The failure of councils to make any appropriation to pay for the damages is urged as another reason for the failure of the appellants to proceed as directed by the ordinance. The appellee’s property has been taken by the city, and it is not compelled to knock at the door of councils and ask for an appropriation. When its damages shall have been assessed, it will be in a position to demand satisfaction, though no appropriation has as yet been made, and it will not then rest with city councils to .deny payment or to delay it at their pleasure: In re Sedgeley Avenue, 88 Pa. 509. In the very recent case of Roudebush v.
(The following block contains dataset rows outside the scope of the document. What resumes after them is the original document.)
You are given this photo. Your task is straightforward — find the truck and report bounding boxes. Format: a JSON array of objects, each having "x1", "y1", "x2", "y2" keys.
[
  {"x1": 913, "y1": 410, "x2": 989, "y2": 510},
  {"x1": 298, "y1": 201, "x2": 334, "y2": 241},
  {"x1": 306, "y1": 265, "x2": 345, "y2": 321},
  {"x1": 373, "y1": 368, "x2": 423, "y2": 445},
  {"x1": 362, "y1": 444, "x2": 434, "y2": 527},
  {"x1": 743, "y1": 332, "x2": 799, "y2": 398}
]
City of Meadville, 241 Pa. 261, in reaffirming what was held in the Sedgeley Avenue case, we said, through our Brother Moschzisker : “The provisions of the various acts of assembly forbidding payments from the funds of municipalities in the absence of prior appropriations by their city councils, are inconsistent with the legislation regulating the ascertainment and payment of damages for land taken in the exercise of the right of eminent domain, and it is *399clear that such provisions were never intended to apply to debts arising in that way.”

The single assignment of error, complaining of the judgment for the petitioner on its demurrer to the return of the defendants, is overruled and the judgment is affirmed.